Chronic hyponatremia may lead to a reduction in bone mass. ADH receptors are expressed in both osteoclasts and osteo-blasts [18,19]. It has previously been shown that ADH plays a role in the remodeling of bone tissue by influencing the suppression of bone formation bone and stimulating of the reabsorption of bone tissue [19]. The present case described a young woman who had not yet entered menopause and who presented with osteopenia. She had hypovitaminosis D and a history of corticosteroid treatment, which are factors that also aggravate bone disease, which may explain the presence of osteoporosis in subsequent bone densitometry.
Several strategies exist for the treatment of chronic hyponatremia. In general, the initial treatment for chronic asymptomatic cases involves the restriction of water, based on urinary volume [10,20,21]. For patients who are chronically affected by the SIAD, most have an intact thirst center and naturally already have reduced water intake. However, as not all patients can regulate their fluid intake, laboratory investigations and monitoring should be performed for all patients with the SIAD.
Increased protein intake and the administration of oral urea can be effective and increase the elimination of free water in the urine [21–23]. However, the use of oral urea is unpalatable and can be poorly tolerated by patients. Consequently, urea is sometimes administered using a formulation called ‘Brussels Champagne,’ which consisting of the following: urea, 10 g; sodium bicarbonate, 2 g; citric acid, 1.5 g; and sucrose, 200 mg [9]. This palatable form of oral urea can be diluted in 50–100 ml of water and administered between one to three times per day, as clinically indicated.
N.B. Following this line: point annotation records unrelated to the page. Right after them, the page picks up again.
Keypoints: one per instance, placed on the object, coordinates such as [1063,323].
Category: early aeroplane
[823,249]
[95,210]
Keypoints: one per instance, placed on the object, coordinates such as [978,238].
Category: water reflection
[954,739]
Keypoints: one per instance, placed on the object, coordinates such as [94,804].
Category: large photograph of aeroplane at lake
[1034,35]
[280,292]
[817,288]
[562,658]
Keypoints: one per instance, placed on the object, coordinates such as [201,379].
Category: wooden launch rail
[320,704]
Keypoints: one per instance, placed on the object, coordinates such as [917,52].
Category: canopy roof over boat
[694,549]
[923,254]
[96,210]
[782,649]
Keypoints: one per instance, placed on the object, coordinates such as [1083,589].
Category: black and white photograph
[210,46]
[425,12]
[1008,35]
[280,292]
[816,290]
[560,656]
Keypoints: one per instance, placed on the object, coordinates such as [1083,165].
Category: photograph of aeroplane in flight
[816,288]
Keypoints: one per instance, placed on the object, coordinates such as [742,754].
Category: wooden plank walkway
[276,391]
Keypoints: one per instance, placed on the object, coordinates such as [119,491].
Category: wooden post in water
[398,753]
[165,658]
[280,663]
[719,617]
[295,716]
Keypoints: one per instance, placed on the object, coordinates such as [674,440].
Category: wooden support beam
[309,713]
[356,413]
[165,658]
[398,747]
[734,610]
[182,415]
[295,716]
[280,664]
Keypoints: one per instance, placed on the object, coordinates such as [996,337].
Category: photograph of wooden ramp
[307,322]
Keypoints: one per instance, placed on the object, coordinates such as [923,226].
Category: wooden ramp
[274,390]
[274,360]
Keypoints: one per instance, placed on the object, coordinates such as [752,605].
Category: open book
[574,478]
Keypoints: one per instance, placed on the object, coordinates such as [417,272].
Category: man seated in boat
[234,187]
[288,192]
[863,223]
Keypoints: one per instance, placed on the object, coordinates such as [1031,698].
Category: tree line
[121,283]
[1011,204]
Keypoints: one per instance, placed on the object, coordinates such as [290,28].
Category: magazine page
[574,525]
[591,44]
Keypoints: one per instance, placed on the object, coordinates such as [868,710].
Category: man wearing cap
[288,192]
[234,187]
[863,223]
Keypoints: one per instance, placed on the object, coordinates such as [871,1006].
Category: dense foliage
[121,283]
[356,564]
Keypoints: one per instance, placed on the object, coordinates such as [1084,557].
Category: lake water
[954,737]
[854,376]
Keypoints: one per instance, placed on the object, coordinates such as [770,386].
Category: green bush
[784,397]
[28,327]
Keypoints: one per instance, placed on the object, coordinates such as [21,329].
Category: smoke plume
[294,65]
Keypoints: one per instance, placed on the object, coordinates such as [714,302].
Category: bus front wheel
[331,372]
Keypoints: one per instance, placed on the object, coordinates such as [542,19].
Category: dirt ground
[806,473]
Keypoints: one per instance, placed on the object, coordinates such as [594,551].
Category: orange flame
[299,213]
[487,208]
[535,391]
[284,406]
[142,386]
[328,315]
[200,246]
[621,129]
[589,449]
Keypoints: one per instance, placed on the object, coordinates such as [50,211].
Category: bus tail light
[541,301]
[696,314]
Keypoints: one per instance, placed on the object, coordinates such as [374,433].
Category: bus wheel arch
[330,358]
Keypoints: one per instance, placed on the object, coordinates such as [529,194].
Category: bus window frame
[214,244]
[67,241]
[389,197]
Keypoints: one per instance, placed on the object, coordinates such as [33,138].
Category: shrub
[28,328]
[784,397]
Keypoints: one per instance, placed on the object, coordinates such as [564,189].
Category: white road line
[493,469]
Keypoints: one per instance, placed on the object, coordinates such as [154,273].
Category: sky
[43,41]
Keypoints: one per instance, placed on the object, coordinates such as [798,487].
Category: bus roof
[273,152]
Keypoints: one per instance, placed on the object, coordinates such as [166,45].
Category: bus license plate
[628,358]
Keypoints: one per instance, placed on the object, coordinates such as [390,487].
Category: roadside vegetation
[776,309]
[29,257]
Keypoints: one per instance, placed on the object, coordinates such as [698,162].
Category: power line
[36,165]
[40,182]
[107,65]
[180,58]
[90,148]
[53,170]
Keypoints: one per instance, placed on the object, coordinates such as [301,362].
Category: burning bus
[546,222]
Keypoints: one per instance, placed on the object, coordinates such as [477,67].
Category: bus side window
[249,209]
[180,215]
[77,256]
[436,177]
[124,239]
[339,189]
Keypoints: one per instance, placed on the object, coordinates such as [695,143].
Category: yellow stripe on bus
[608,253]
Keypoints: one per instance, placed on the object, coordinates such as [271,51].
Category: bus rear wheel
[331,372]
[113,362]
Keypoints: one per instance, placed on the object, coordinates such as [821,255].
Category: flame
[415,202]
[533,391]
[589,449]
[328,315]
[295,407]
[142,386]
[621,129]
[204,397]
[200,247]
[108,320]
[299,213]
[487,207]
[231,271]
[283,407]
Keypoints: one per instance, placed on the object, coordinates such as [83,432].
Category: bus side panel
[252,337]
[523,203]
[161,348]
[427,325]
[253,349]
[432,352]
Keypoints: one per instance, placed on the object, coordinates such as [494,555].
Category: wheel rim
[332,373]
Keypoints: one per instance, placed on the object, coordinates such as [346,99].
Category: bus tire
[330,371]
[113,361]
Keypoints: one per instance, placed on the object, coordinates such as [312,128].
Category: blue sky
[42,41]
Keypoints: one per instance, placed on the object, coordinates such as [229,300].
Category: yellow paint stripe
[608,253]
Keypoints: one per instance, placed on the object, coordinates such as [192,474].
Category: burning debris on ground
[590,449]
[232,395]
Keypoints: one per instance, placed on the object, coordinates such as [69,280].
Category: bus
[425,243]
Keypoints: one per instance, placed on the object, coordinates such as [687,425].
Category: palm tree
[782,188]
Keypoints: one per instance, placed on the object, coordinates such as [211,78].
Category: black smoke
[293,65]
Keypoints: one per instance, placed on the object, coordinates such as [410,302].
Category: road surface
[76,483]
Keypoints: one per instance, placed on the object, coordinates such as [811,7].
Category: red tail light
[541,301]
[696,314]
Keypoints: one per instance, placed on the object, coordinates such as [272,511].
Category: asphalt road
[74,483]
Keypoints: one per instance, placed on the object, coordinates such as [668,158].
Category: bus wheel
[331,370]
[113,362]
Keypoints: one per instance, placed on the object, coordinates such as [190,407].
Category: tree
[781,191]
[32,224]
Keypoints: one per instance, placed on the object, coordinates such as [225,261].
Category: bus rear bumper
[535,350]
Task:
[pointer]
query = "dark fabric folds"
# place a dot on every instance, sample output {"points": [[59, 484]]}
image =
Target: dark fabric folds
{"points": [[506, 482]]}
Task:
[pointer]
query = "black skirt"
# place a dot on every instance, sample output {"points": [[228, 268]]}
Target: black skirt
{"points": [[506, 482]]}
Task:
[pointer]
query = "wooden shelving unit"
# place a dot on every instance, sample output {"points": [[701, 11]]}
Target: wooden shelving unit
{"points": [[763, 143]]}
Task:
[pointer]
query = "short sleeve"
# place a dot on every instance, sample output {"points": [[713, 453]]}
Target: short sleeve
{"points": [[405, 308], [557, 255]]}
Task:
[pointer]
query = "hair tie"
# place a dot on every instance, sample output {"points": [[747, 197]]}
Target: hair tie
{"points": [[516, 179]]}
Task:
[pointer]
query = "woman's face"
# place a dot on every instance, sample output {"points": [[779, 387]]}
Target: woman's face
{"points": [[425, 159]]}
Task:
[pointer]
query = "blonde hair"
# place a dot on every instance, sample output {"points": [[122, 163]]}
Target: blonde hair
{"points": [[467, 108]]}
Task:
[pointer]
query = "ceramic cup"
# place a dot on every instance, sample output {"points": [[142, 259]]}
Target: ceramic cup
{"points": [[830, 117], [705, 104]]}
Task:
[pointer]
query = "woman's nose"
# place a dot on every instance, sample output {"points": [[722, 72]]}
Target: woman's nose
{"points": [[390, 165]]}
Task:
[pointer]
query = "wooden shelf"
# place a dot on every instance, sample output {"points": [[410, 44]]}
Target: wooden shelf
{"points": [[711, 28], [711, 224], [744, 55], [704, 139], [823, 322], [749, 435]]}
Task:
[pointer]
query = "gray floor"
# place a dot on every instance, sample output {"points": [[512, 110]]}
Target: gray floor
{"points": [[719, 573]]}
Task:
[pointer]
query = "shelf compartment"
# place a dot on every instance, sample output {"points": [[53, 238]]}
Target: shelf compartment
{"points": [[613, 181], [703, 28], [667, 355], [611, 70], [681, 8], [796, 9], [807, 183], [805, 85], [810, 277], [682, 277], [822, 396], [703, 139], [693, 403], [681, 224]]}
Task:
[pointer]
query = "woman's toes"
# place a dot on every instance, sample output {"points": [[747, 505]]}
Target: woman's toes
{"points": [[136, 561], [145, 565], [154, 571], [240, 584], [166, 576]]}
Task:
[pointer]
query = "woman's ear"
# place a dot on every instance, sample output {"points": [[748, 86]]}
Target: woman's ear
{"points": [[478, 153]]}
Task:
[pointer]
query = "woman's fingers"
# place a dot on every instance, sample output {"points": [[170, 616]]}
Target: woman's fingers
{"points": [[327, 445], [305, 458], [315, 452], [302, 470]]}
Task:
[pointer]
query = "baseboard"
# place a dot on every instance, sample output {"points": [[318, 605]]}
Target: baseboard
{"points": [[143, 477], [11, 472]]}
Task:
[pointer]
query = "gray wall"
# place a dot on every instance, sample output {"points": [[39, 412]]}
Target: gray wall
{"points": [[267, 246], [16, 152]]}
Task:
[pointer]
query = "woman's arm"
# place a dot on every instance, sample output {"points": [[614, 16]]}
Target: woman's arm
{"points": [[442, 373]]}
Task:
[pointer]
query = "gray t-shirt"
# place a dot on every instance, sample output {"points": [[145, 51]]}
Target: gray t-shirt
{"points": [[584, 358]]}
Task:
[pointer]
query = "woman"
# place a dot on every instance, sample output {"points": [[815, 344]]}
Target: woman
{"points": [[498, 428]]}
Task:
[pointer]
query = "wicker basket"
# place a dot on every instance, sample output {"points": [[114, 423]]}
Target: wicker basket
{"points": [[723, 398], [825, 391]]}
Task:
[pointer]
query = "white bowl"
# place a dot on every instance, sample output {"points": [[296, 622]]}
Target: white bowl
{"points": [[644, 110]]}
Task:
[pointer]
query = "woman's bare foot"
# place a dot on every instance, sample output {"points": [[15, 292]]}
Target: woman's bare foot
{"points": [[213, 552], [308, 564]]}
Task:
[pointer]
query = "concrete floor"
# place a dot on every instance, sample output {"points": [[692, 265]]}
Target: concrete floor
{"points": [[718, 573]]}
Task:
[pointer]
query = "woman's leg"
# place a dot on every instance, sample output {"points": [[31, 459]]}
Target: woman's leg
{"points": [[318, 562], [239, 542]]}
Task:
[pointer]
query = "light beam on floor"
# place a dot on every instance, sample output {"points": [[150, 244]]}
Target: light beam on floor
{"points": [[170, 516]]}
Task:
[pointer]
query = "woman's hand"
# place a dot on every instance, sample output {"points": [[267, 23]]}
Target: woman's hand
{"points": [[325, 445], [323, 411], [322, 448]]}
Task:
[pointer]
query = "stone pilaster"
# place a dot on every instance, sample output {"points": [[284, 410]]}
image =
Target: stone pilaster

Following modification of water intake and restriction and an increase in protein intake, the patient in this report showed partial improvement in sodium levels during hospitalization and was subsequently discharged from hospital. The patient continues to be followed-up and to maintain her sodium levels between 131–136 mEq/L.
Conclusions
Chronic hyponatremia associated with corpus callosum agenesis (CCA) is a rare condition, and the association with the syndrome of inappropriate antidiuresis (SIAD) is even rarer. Chronic hyponatremia results in harmful clinical consequences, including osteopenia and osteoporosis. Correct identification and clinical follow-up, including bone densitometry, and correction of hyponatremia are essential to minimize the clinical complications.